Kaldı ki İlgili Hukuk kısmının (3) numaralı paragrafında yer verilen 6360 sayılı Kanun'un geçici 1 inci maddesinin dokuzuncu fıkrasında; devri yapılan personelin ihtiyaç fazlası olduğunun tespiti hâlinde valinin onayına sunulacağı, vali tarafından onaylanan personelin ise İçişleri Bakanlığına, İçişleri Bakanlığınca da atama teklifleri yapılmak üzere Devlet Personel Başkanlığına bildirilmesi gerektiği düzenlenmiş olup davalı ... tarafından ilgili prosedür izlenilmeksizin iş sözleşmesi feshedildiğinden işe iade davası kabul edilmiş ve karar temyiz incelemesinden de geçerek kesinleşmiştir.

Tüm dosya kapsamı birlikte değerlendirildiğinde; dava konusu uyuşmazlıkta yeni iş sözleşmesine dayalı bir istihdamın değil 6360 sayılı Kanun gereği gerçekleşen bir devrin mevcut olduğu sonucuna ulaşılmaktadır.

2. Şu hâlde davalı ... Bakanlığına yönelik dava bakımından yapılması gereken; 6360 sayılı Kanun hükümleri göz önünde bulundurularak davacının talep konusu ücret farkı alacağının bulunup bulunmadığının değerlendirilmesi ve varsa hesaplanarak hüküm altına alınmasıdır.

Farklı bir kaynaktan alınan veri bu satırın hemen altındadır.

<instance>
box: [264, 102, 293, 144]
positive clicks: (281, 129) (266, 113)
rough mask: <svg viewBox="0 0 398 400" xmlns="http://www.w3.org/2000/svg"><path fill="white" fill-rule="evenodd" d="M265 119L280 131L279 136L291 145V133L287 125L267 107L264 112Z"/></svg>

Bu yön gözetilmeden yanılgılı değerlendirmeyle karar verilmesi hatalı olup bozmayı gerektirmiştir.

VI. KARAR

Açıklanan sebeplerle;

Temyiz olunan Bölge Adliye Mahkemesi kararının BOZULMASINA,

Peşin alınan temyiz karar harcının istek hâlinde davacı tarafa iadesine,

Dosyanın kararı veren Bölge Adliye Mahkemesine gönderilmesine,

19.11.2024 tarihinde oy birliğiyle karar verildi.